The litigation aims to force Dominion to halt construction on the project until the Bureau of Ocean Energy Management develops a new "biological opinion" that covers verifiable protection against potential harm to the North Atlantic right whale. The lawsuit claims the agencies approved Dominion Energy’s offshore wind project by ignoring procedural errors that would subject the endangered whales to grave harm.

Spokespersons for the federal agencies declined to comment on pending litigation. 

A humpback whale jumping in France

A humpback whale jumps off the coast of Les Saintes, a part of the French West Indies island of Guadeloupe, May 13, 2022.  (Loic Venance/AFP via Getty Images)

However, Dominion did not hesitate to be dismissive of the lawsuit. 

"We agree with the District Court’s decision, and we stand behind the agency’s approval of the project.
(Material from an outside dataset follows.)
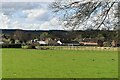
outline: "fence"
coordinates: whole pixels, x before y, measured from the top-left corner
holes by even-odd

The issues raised in this case have no merit," Dominion spokesperson Jeremy Slayton told Fox News Digital. "The National Marine Fisheries Service performed a thorough environmental review, and the environmental safeguards we have in place for Coastal Virginia Offshore Wind (CVOW) are protective of the environment and marine wildlife."

The judge’s opinion didn’t determine the merits of the larger case about whether the project violates the Endangered Species Act. The ruling dealt with the narrow issue of whether construction would cause irreparable harm to the plaintiffs, which also include residents in the area.

The judge accepted the argument from Dominion that the North Atlantic right whales are unlikely to be in the vicinity, but if the whales are seen, construction would be halted.

If completed, the project would be the largest of its kind, the plaintiffs contend, consisting of 176 wind turbines, each taller than the Washington Monument just over two dozen miles off the coast of Virginia Beach.